A reforma tributária foi aprovada na Câmara: e agora?
A simplificação do Sistema Tributário Nacional sempre foi uma das principais máximas para justificar a Reforma Tributária. Mas será mesmo que a PEC 45/19, com emendas aglutinativas de última hora, promove a simplificação do Sistema Tributário Nacional?
Para compreender melhor o assunto é importante darmos um passo atrás. O Sistema Tributário Nacional é composto por um conjunto de normas das mais variadas formas e hierarquias. Ele começa com a Constituição da República Federativa do Brasil, seguida das leis Complementares, das leis Ordinárias e das normas infralegais.
O texto do aprovado pela Câmara dos Deputados prevê em 58 momentos a necessidade de regulamentação por lei. E pelo disposto no art. 146, inciso III da Constituição da República, esta lei tem de ser lei Complementar, que tem rito especial de aprovação.
A Reforma Tributária aprovada pela Câmara dos Deputados extingue os seguintes tributos: IPI, ICMS, ISS, PIS e COFINS.
Por outro lado, ela institui os seguintes tributos: a CBS, o IBS e o IS, além de criar a possibilidade de os Estados instituírem uma contribuição específica em seus territórios, sobre produtos primários e semielaborados.
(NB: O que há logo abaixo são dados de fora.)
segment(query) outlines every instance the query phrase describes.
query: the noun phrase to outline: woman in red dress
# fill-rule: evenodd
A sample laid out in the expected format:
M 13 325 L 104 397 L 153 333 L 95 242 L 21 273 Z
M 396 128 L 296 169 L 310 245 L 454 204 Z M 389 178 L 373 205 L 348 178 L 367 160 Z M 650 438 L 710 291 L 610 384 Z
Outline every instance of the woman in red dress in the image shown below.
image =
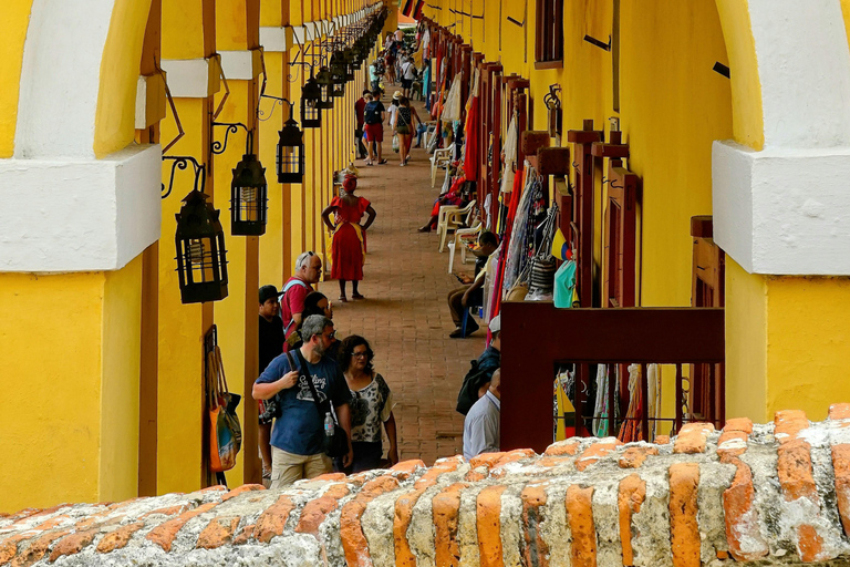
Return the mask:
M 342 183 L 342 197 L 334 197 L 322 210 L 322 220 L 333 233 L 331 244 L 331 277 L 340 280 L 340 301 L 345 298 L 345 282 L 351 280 L 351 298 L 363 299 L 357 291 L 357 284 L 363 279 L 363 262 L 365 261 L 365 230 L 375 221 L 375 209 L 367 199 L 357 197 L 357 178 L 346 175 Z M 331 213 L 335 213 L 331 221 Z M 360 224 L 363 214 L 369 215 L 364 225 Z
Veja-se o texto proposto, que foi inserido na Emenda Aglutinativa à PEC 45:
"Art. 20. Os Estados e o Distrito Federal poderão instituir contribuição sobre produtos primários e semielaborados, produzidos nos respectivos territórios, para investimento em obras de infraestrutura e habitação, em substituição a contribuição a fundos estaduais, estabelecida como condição à aplicação de diferimento, regime especial ou outro tratamento diferenciado, relacionados com o imposto de que trata o art. 155, II, da Constituição Federal, prevista na respectiva legislação estadual em 30 de abril de 2023.
Parágrafo único. O disposto neste artigo aplica-se até 31 de dezembro de 2043."
Ora, o discurso de que a Reforma Tributária irá simplificar o Sistema Tributário Nacional não se mostra coerente com o texto aprovado, pois o que de fato está ocorrendo é a substituição de cinco tributos por quatro no âmbito das relações de consumo. Há simplificação nisso?
Além disso, o texto se mostra preocupante quando não concede parâmetros minimamente razoáveis que limitem a atuação do legislador quando da aprovação da legislação complementar que irá regular o texto.
Isso porque, o Código Tributário Nacional que é uma lei com status de lei Complementar, prevê em seu art. 97 que os principais elementos do tributo (sujeito passivo, fato gerador, base de cálculo, alíquota, etc.) somente poderão ser criados por lei em sentido estrito, salvo para os tributos extrafiscais. Nesse caso, atos do Poder Executivo, por exemplo, não podem estabelecer o sujeito passivo de uma relação jurídico-tributária por delegação de uma lei.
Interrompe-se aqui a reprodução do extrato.